Anda tahu, balapan di Australia akan memecahkan banyak masalah itu. Akan ada kartu liar, tim dapat menghemat uang dengan meminjamkan suku cadang, tidak perlu mengambil barang seperti kotak peralatan, dan pasti akan ada trek yang keren. Seseorang seperti Jan Pancar mungkin bisa meminjamkan sepeda dan mengemas suspensinya ke dalam koper. Saya memiliki kecurigaan licik bahwa beberapa tim di pagar juga akan secara ajaib menemukan uang untuk balapan Aussie. Ya, sebut aku gila. Taruh di minggu sebelum Indonesia dan acara ini tiba-tiba akan menjadi lebih baik juga. Lebih mudah diucapkan daripada dilakukan, saya tahu, sebagai promotor Australia perlu mencari uang untuk mendanai acara tersebut.

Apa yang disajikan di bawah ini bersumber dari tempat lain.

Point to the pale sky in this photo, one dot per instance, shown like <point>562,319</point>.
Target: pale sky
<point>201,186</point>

Bagaimanapun, kembali ke pertanyaan yang membara. Apakah prospek yang baik menghilangkan semua keluhan lainnya? Mungkin. Saya akan mengatakan bahwa itu terjadi di tempat seperti Semarang. Tidak ada masalah lain dalam perjalanan ini karena akomodasinya luar biasa dan penerbangannya mudah. Mudah! Memimpin semua orang dalam penerbangan charter yang agak kacau dan hotel-hotel kotor membuat Grand Prix hari Minggu merugikan, tetapi sirkuit dan fasilitas menyelamatkannya dari bencana besar.
“Sarjana makanan bersertifikat. Pencinta internet. Guru budaya pop. Gamer yang tidak menyesal. Penggemar musik fanatik.”